Iceland has revealed that annual sales rose by 1% (1.1% LFL) to £2.64bn for the year ended 29 March 2013, with a recovery in trading in the second half compensating for a fall in LFL in H1. Highlights of the year included the opening of 36 new stores and the purchase of ready meal supplier Loxton Food Company which has enabled Iceland to up its rate of innovation.
A year of two halves
Last year it seemed that Iceland was going to take its first earnings dip under chief executive Malcolm Walker since 1996 when LFL sales fell by 0.2% in the first half of the year but performance was turned around in the second. According to Walker, “Last year in the first half we were concentrating on the buy-back [of Iceland] we probably took our eye of the ball and sales were negative. We got our act together and the second half was stunningly good”. Despite this pick up, growth for the full year remained well behind the 6% growth achieved in 2011/12.
Flat sales since year end
Commenting on the trading outlook in Retail Week, Walker admitted the consumer environment was difficult and that sales since year end were “not growing as fast as we would like” but remained convinced the Iceland’s round pound pricing would show consumers its continued commitment to value.
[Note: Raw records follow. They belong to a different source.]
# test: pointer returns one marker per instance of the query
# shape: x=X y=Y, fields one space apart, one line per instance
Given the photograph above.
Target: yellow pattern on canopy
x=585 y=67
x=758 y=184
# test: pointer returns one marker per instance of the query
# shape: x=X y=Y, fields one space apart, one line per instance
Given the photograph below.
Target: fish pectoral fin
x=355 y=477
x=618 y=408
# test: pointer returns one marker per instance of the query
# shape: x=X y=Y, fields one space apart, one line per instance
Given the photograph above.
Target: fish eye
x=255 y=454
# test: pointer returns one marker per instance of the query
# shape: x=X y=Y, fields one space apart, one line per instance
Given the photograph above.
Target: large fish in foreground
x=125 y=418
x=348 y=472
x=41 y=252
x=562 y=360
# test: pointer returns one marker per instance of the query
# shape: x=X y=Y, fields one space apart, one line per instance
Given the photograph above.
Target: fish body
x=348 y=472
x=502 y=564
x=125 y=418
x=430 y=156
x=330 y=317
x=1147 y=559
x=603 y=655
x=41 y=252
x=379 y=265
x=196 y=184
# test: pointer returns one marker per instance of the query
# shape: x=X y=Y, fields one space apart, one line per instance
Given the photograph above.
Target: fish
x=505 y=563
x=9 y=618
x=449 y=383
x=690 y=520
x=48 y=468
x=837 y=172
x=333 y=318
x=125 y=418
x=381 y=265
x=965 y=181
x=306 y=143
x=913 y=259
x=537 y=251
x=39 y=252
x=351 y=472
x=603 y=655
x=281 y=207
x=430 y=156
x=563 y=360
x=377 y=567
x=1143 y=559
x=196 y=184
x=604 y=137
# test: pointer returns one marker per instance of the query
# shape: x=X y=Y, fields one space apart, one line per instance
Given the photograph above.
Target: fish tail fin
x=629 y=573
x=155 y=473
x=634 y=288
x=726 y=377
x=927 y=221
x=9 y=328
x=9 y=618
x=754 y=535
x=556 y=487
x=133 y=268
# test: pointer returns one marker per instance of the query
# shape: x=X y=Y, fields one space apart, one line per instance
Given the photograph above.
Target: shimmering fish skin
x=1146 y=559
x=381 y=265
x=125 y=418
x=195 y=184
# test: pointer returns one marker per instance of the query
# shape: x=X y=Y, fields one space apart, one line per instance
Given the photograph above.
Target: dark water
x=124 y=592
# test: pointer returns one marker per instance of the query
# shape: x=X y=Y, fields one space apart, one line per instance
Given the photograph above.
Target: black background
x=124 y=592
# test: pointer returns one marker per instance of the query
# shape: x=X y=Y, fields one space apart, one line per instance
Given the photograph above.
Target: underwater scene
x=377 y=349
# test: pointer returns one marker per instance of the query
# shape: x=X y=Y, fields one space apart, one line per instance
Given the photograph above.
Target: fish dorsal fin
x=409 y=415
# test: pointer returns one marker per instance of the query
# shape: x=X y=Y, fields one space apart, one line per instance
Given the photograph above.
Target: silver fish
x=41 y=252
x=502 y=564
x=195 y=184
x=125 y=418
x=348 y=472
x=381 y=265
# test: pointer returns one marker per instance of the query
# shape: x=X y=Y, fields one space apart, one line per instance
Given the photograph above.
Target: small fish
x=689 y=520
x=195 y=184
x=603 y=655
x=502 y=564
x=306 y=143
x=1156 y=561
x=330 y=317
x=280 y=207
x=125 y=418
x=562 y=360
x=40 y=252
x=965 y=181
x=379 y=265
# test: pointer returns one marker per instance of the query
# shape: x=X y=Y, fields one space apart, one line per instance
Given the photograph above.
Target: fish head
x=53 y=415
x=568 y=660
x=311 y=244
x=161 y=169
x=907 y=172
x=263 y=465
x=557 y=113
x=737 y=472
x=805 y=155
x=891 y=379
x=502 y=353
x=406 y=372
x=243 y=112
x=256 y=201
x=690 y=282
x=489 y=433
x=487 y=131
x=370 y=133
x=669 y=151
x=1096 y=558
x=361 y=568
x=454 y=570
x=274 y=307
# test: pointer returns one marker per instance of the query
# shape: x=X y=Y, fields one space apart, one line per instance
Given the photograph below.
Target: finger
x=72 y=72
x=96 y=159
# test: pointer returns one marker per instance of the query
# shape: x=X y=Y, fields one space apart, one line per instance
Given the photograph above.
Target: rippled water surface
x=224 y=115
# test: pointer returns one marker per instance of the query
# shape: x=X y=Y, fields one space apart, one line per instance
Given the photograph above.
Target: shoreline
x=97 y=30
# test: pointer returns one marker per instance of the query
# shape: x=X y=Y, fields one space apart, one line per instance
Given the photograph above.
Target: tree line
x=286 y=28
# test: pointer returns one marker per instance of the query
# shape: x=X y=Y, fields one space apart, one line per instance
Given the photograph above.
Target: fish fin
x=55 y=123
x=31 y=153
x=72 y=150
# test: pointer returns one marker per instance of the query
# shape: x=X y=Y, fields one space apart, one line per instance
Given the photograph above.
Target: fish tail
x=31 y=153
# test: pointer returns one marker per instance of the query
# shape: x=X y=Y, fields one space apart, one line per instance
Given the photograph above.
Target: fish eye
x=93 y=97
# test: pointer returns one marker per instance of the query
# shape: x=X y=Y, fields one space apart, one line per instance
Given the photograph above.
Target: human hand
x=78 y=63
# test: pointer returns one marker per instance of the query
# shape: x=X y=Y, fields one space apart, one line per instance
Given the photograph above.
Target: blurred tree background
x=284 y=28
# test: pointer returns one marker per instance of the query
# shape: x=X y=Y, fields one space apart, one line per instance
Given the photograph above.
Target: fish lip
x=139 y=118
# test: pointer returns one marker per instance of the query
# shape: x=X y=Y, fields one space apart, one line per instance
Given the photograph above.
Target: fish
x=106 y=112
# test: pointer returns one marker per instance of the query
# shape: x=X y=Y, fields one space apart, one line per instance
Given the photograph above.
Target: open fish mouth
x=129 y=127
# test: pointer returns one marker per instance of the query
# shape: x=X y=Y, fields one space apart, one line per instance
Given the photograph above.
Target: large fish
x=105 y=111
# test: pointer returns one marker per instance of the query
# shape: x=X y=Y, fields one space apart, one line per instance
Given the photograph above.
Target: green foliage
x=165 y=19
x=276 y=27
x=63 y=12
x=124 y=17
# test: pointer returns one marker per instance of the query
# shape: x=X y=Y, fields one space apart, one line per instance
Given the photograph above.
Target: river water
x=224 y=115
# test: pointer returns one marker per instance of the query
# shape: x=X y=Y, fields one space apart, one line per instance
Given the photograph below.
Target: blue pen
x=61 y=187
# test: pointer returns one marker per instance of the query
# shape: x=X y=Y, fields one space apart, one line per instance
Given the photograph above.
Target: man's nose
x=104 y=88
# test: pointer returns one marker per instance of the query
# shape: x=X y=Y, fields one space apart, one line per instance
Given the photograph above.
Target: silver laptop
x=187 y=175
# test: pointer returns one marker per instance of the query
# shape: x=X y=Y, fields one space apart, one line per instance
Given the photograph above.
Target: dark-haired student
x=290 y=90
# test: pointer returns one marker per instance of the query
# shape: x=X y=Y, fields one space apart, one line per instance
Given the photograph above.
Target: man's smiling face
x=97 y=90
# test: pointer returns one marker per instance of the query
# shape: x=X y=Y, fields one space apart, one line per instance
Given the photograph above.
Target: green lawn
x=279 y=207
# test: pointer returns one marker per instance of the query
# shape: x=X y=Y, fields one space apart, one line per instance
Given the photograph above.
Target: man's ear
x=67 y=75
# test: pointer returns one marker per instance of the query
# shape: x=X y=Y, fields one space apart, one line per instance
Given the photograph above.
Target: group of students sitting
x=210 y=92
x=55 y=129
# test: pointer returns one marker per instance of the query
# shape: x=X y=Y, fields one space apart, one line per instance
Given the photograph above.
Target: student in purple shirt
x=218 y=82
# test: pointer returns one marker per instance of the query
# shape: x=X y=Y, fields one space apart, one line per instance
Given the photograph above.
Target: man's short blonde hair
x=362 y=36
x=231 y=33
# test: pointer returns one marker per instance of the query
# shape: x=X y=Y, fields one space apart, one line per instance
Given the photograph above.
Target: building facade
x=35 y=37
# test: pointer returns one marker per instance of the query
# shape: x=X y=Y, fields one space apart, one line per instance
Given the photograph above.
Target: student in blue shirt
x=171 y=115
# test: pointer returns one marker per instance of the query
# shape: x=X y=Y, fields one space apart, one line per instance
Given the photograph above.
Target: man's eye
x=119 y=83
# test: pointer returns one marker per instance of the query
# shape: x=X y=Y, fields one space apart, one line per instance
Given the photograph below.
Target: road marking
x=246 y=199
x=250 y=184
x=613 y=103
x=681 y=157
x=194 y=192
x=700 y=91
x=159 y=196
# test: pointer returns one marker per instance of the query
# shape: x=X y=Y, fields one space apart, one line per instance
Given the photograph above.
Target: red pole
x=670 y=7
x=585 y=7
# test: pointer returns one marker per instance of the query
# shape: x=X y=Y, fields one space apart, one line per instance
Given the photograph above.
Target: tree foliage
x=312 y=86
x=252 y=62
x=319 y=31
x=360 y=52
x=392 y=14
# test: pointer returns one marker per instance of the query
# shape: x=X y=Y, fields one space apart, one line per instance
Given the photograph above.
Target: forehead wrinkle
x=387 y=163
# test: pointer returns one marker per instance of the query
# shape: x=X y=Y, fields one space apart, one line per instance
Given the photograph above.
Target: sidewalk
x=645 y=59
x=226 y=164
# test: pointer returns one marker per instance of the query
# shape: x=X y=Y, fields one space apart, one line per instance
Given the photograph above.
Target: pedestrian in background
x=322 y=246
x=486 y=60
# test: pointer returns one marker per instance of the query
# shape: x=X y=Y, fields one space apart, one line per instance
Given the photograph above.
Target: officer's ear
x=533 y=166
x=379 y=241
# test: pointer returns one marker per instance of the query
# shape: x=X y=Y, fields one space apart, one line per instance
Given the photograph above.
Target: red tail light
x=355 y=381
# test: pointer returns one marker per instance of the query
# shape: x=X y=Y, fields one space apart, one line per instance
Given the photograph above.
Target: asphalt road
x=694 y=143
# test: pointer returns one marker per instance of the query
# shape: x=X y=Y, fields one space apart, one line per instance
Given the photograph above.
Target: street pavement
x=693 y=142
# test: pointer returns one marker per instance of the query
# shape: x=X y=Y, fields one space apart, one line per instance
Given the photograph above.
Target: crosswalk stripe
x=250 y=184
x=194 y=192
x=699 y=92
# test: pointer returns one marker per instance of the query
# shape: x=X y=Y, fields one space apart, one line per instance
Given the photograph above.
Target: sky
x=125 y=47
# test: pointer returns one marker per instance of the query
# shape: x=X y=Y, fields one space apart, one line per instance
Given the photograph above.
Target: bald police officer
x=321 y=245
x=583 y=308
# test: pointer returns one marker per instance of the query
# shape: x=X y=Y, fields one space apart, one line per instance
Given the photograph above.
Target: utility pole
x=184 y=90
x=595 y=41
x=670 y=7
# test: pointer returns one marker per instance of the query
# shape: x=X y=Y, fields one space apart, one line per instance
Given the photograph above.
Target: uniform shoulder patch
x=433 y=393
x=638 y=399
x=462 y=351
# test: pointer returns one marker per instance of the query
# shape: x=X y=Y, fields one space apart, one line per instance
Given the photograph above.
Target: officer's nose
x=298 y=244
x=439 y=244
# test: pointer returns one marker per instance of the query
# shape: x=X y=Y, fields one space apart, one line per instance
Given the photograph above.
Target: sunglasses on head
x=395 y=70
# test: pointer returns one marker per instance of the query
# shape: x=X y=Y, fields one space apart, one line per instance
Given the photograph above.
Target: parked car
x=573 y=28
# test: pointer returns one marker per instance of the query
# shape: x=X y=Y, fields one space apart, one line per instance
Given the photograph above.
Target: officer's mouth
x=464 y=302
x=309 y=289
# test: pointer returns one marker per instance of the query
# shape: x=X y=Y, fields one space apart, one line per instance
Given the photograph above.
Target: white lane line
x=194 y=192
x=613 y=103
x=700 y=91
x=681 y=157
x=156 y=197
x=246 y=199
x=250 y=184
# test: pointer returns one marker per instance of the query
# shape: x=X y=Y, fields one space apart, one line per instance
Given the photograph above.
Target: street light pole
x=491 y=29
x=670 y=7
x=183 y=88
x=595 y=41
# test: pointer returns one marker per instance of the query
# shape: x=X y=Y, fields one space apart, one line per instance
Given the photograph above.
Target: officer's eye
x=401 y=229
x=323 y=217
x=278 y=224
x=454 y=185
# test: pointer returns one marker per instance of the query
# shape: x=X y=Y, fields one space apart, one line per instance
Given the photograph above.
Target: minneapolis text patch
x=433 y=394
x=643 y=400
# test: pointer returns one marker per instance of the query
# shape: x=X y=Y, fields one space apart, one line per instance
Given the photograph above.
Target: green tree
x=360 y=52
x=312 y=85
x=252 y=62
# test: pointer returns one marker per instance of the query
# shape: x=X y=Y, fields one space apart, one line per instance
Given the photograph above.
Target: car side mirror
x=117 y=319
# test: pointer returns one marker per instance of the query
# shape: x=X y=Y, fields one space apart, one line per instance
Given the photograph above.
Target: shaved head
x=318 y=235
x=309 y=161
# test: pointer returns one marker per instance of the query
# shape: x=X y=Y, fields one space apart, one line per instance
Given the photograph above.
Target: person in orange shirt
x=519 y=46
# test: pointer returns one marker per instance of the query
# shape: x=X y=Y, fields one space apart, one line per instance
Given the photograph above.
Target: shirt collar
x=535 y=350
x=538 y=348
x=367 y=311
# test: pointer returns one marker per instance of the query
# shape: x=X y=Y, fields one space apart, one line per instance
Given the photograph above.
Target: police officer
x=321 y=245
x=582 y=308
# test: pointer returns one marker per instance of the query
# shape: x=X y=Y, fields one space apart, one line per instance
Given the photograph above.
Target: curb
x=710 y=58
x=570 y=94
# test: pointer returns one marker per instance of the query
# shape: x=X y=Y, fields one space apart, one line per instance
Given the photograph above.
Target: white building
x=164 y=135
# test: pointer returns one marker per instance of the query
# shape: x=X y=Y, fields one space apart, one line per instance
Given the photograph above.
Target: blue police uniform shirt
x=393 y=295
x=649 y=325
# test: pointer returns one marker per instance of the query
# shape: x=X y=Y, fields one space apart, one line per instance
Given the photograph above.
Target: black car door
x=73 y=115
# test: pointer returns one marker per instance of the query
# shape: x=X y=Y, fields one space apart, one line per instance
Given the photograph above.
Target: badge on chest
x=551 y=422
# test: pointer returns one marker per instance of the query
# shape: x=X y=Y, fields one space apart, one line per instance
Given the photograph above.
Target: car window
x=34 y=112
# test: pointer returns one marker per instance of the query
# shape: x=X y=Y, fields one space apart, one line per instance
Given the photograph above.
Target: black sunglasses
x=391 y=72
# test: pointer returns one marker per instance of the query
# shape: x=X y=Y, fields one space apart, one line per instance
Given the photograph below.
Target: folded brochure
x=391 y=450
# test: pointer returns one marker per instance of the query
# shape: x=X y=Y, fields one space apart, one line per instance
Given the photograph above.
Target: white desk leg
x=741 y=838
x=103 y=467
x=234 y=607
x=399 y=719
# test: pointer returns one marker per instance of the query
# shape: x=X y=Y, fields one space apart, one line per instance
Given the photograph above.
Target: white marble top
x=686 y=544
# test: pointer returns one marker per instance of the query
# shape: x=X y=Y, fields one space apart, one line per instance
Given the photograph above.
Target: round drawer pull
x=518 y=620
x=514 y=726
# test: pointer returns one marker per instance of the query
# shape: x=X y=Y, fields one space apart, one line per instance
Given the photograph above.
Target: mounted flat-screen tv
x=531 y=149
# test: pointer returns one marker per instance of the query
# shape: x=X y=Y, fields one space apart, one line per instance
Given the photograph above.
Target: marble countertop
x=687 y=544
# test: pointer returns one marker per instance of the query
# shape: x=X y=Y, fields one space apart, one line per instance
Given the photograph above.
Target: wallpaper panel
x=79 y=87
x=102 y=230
Walker added that horse meat contamination had had some impact on ready meal sales, but consumer confidence was being enhanced through a rigorous product testing programme.
Focused on international expansion
As well as planning to open a further 40 stores in the UK this year, under new international business director, Paul Foley, Iceland is keen to expand its overseas business, particularly in South Africa and the Middle East where Iceland investors Brait and Landmark Group are based.